Author's note: The idea of this came up while I was working on the last-born chapter of My 'Two faces of an angel' story. I was thinking over this picture of Kaito, sitting all alone in the sunset – and I thought, why not make Aoko come up? but I dismissed it 'cause I already had the Hakuba dialogue and if I followed that lead it would inevitably end up in a lot of fluff and a totally different ending than the one I've already thought out (it's written up, yes. I still have to work on whatever will happen in the interim, but the End of the Tunnel is clear.) So I just shoved it aside and went on working on my 'Watching Her' shot.
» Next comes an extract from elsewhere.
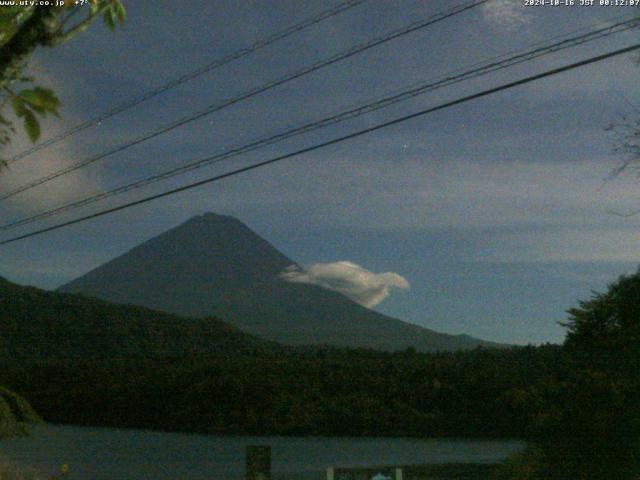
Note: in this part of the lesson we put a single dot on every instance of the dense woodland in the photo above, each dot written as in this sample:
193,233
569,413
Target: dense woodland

The problem was, it was of those ideas. One of Those. You know the ones I mean. The kind of one which strolls about in your mind, makes its hole somewhere warm, and when after forty-eight hours you think you've gotten rid of it you discover it's turned into an actual fanfic shot, with a real plot and everything serious (er, sort of…), and no reason at all why you shouldn't write it out.

I did write it out. With the Fanfictionnal Kaito/Aoko Muse (Lord, that one's powerful) perched on my bedside lamp and shouting sentences and metaphors in my ear all night, it had become rather difficult not to do so.

So here it goes. God, what an A/N! Consider this as an alternative ending to 'Two faces of an angel'. Characters, situations all the same (an if you don't know them, it'd be nice to go and check out.)

As for that disclaimer thing… geez, what's the point in telling you what you already know? We're allll in the same boat.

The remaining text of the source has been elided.